Not to defend google but I've seen plenty of engineers make such mistakes, and you probably have as well; it's just that it didn't then result in bad press.

When you are an engineer working on a living product, and you identify some performance-related issue, changes you make to the product can easily be classified as bugfixes. For example, you identified an end point that should have a rate limit and didn't; you fixed it, it was a potential security issue, it didn't need communication to end users... as far as you knew, even if you misjudged.

Strong XKCD1172 vibes here. https://xkcd.com/1172/

> When you are an engineer working on a living product, and you identify some performance-related issue, changes you make to the product can easily be classified as bugfixes. For example, you identified an end point that should have a rate limit and didn't; you fixed it, it was a potential security issue, it didn't need communication to end users... as far as you knew, even if you misjudged.
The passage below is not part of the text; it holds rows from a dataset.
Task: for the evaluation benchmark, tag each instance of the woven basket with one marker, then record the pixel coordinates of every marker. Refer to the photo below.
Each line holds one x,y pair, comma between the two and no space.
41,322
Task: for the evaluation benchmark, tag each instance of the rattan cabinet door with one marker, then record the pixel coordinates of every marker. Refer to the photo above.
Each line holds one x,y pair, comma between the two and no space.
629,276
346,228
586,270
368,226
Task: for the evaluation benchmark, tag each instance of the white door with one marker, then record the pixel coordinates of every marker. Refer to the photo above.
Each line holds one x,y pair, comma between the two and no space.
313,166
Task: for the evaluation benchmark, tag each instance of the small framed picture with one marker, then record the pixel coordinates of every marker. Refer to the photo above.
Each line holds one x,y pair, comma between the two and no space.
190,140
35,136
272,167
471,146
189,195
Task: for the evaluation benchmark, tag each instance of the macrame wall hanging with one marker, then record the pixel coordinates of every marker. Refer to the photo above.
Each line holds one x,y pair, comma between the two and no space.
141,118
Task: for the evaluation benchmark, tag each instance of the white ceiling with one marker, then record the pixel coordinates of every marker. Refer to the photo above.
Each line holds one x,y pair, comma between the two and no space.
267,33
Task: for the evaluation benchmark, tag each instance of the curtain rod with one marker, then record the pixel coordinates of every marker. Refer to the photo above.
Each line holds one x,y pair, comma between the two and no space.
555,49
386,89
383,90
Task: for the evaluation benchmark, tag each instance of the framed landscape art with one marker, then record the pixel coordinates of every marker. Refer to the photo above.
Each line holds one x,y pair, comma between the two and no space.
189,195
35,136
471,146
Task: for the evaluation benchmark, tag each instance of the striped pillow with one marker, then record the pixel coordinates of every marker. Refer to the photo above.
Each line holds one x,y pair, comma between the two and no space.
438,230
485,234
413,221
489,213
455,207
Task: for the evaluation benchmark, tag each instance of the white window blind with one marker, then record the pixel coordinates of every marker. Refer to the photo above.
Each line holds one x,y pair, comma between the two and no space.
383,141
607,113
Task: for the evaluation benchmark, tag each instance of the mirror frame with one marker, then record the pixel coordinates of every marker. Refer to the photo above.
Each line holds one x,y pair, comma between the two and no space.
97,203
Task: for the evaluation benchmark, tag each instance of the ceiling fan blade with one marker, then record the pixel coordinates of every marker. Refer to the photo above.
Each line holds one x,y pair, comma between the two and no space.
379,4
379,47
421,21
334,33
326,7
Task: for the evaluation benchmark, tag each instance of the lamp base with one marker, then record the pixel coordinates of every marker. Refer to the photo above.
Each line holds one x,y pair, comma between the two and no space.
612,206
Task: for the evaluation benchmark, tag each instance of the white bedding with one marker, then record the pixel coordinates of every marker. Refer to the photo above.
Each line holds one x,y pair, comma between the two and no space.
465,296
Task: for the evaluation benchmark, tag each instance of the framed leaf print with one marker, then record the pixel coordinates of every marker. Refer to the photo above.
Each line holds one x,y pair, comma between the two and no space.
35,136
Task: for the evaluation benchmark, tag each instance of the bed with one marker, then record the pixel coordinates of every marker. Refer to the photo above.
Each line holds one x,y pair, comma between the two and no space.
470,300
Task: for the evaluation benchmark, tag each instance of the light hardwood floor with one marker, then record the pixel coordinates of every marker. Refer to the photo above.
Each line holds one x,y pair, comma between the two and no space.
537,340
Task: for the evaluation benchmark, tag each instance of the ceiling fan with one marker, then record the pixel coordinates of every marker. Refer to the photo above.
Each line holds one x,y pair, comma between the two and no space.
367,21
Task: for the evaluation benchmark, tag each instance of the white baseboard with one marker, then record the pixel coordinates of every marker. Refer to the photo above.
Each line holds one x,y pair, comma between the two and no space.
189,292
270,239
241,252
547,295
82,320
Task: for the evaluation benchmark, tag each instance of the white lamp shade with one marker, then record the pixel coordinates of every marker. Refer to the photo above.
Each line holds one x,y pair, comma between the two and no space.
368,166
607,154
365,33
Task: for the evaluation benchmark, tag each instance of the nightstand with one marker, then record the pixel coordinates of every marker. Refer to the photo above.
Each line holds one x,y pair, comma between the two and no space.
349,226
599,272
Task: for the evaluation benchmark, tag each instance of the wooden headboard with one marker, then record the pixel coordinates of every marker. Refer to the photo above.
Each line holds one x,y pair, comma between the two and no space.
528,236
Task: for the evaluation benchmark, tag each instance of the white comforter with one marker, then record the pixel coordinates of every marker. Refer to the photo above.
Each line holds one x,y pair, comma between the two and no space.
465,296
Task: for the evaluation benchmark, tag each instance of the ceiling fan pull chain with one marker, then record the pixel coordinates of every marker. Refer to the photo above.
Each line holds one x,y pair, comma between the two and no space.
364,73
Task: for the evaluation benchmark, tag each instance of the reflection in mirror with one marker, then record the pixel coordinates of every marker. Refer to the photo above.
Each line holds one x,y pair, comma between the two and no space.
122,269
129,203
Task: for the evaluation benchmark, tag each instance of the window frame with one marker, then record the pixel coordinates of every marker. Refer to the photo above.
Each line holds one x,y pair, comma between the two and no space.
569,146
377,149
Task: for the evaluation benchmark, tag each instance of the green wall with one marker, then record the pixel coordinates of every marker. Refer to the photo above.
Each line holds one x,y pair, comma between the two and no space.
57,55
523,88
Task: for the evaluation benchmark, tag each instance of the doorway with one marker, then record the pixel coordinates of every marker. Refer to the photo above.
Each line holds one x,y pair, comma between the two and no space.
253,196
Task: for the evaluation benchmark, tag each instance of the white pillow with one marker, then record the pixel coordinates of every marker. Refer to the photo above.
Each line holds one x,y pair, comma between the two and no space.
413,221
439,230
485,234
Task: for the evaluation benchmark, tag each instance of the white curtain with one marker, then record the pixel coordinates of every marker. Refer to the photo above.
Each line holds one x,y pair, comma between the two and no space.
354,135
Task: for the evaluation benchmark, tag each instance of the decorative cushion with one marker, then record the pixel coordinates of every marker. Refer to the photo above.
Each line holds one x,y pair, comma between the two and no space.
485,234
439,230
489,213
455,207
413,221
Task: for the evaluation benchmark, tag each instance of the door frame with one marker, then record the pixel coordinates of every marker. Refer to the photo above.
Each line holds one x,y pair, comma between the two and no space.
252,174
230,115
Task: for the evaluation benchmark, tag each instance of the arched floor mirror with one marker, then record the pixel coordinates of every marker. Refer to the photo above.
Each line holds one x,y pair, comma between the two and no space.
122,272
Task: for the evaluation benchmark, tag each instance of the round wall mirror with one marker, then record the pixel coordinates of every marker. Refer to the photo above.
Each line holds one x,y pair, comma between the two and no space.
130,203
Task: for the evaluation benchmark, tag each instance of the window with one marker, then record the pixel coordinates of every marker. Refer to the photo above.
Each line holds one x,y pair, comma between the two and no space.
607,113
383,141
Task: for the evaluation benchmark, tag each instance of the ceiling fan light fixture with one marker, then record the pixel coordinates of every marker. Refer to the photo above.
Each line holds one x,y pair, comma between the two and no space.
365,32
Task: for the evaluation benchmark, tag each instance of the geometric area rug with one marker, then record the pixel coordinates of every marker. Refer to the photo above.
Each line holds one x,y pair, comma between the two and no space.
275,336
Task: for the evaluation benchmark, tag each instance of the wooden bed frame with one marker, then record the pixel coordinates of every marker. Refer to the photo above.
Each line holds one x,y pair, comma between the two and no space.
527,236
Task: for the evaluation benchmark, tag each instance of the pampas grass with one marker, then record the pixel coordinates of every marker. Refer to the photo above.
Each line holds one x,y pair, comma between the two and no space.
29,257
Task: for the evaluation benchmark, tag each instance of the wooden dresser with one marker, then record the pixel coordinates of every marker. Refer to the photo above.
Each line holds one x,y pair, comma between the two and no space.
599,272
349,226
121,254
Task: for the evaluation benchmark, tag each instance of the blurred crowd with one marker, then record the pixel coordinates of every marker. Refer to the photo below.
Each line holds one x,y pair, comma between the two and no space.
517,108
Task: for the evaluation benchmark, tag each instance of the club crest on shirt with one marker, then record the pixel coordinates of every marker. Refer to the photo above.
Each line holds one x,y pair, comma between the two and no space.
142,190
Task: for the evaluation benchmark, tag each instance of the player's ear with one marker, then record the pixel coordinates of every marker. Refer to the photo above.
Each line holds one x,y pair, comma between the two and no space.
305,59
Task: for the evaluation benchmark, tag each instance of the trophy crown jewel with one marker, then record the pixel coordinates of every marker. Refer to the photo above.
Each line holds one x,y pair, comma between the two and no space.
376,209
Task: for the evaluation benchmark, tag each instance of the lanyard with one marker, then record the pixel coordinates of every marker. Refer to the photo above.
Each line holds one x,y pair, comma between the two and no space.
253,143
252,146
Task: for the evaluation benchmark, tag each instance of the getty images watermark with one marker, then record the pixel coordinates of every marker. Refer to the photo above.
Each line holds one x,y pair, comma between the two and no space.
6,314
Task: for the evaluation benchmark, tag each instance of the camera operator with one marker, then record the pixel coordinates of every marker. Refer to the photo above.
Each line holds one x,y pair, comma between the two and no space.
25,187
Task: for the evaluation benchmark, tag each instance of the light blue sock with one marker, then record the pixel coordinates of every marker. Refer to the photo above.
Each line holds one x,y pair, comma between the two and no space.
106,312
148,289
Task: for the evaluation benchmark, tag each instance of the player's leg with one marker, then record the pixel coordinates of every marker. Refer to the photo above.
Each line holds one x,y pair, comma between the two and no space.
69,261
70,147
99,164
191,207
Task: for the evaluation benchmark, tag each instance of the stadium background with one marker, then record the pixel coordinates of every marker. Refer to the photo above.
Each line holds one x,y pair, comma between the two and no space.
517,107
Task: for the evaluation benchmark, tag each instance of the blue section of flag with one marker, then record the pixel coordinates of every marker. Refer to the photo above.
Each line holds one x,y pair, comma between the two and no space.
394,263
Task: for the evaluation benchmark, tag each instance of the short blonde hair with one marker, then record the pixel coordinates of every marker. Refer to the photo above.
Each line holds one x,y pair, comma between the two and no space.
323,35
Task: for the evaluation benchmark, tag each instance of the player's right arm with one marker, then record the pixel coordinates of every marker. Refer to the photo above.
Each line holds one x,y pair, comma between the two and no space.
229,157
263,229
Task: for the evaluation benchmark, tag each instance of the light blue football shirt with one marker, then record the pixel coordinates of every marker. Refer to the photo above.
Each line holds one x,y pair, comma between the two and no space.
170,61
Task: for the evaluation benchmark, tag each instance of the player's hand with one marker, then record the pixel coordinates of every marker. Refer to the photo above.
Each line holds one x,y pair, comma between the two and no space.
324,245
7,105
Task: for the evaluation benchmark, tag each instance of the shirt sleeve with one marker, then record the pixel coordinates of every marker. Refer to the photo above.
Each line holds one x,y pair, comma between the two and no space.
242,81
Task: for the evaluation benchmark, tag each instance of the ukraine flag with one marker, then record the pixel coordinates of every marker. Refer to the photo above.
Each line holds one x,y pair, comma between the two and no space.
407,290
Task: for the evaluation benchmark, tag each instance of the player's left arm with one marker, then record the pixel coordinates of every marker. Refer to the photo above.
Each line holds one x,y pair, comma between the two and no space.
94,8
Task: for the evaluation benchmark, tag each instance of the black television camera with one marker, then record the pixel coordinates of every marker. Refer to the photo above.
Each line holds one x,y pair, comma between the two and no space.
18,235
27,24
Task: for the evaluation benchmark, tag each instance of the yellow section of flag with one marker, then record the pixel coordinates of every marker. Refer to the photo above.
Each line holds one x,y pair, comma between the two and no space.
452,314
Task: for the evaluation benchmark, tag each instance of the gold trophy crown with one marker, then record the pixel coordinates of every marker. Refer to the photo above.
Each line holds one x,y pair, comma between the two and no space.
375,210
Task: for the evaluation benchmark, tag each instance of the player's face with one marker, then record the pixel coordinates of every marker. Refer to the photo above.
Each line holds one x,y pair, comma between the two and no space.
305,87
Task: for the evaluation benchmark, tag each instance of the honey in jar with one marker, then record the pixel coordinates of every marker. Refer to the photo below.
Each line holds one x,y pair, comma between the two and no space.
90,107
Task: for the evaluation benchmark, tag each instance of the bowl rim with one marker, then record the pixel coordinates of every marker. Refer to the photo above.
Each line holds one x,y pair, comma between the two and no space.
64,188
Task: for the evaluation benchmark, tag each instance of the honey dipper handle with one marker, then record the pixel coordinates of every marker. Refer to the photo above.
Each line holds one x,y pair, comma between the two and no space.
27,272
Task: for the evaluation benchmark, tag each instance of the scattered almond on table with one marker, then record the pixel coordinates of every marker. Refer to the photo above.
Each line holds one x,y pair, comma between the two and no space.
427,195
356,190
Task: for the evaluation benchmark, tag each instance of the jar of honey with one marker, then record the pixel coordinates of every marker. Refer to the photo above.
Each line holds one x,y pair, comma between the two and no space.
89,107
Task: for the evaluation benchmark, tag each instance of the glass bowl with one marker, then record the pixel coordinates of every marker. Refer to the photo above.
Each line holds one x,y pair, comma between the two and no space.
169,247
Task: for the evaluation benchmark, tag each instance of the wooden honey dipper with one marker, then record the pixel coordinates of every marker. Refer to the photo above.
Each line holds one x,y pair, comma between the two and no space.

Sure, and the vast majority of companies publicise changes that affect customers. Infact, google do it quite regularly. If you roll out a customer impacting change, even if it's a small number, you communicate it. Docker's recent (mis) communication is a good example of what's required. If you can't take the heat, get out of the kitchen.

I've still yet to see google acknowledge that they've done or rolled this back. Even this HN topic is about a tweet that says:

> We recently rolled out a system update to Drive item limits to preserve stability and optimize performance. While this impacted only a small number of people, we are rolling back this change as we explore alternate approaches to ensure a great experience for all.

i.e. not that they imposed an undocumented limit.

> was a potential security issue, it didn't need communication to end users...

If there's a security issue in a customer facing part of a product, and you change that part to introduce a limit, you communicate that you've done that. Coming in one day to find out that the rate limits have changed and you've not been notified about it is a sure fire way to piss off a whole bunch of people.

> For example, you identified an end point that should have a rate limit and didn't; you fixed it, it was a potential security issue

That sounds careless. Any such change would need to have a impact analysis (which should be part of the team/org/company's SDLC). In this case, communication should be sent out to the clients of that endpoint, with a reasonable deadline, before enforcing any rate-limit.

You see this if you troll through kernel logs or any enterprise piece of software; pages and pages of warnings like this:

BOBFLANGLE IS DEPRECATED AND MAY BE REMOVED, PLEASE REDUCE THE BOBFLANGLE USAGE BELOW 1.5 MILLIBOBS

Then if it actually becomes an issue, you can pull logs from thousands/millions of systems, and determine the extent of actually removing the BOBFLANGLE and begin mitigation.

To add to the point: 5M files on 5TB storage would average 1MB per file

So just storing 5TB of average web sized images would hit the limit, let alone smaller documents.